Je nach Staat gibt es Maximalfristen (häufig zwei bis fünf Jahre).

Kosten einer Wiederherstellung

Wenn ein Reinstatement nötig wird, entstehen typischerweise:

  • Rückständige Annual Reports und Fees/Taxes (für mehrere Jahre)
  • Säumniszuschläge (oft 10–25% auf verspätete Beträge)
  • Verzugszinsen (häufig im mittleren einstelligen bis niedrigen zweistelligen Prozentbereich p.a.)
  • Reinstatement Fee (oft 100–500 USD, je nach Staat)

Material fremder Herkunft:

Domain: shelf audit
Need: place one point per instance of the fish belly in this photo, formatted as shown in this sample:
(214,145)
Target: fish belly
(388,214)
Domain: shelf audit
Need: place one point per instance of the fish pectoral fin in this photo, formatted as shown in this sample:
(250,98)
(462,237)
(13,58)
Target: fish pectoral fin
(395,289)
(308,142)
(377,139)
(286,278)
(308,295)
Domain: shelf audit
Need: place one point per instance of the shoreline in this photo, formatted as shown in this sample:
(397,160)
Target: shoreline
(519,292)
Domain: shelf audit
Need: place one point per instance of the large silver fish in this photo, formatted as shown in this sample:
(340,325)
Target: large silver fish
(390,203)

Beispiel: Eine LLC in Delaware, die drei Jahre lang nicht compliant war, kann je nach Ausgestaltung und Rückständen mit einer vierstelligen Gesamtsumme rechnen.

Praktische Bedeutung für Gründer

Für deutschsprachige Unternehmer ist wichtig: Eine US-Gesellschaft sollte nicht einfach liegen gelassen werden. Versäumnisse können zu Administrative Dissolution führen und damit zu Statusverlust, operativen Problemen, Kosten und erhöhten Haftungsrisiken. Wer die Gesellschaft nicht mehr braucht, fährt mit einer Voluntary Dissolution meist besser. Wer eine Mahnung erhält, sollte kurzfristig reagieren, weil die Fristen oft eng sind und ein späteres Reinstatement teuer und aufwendig wird.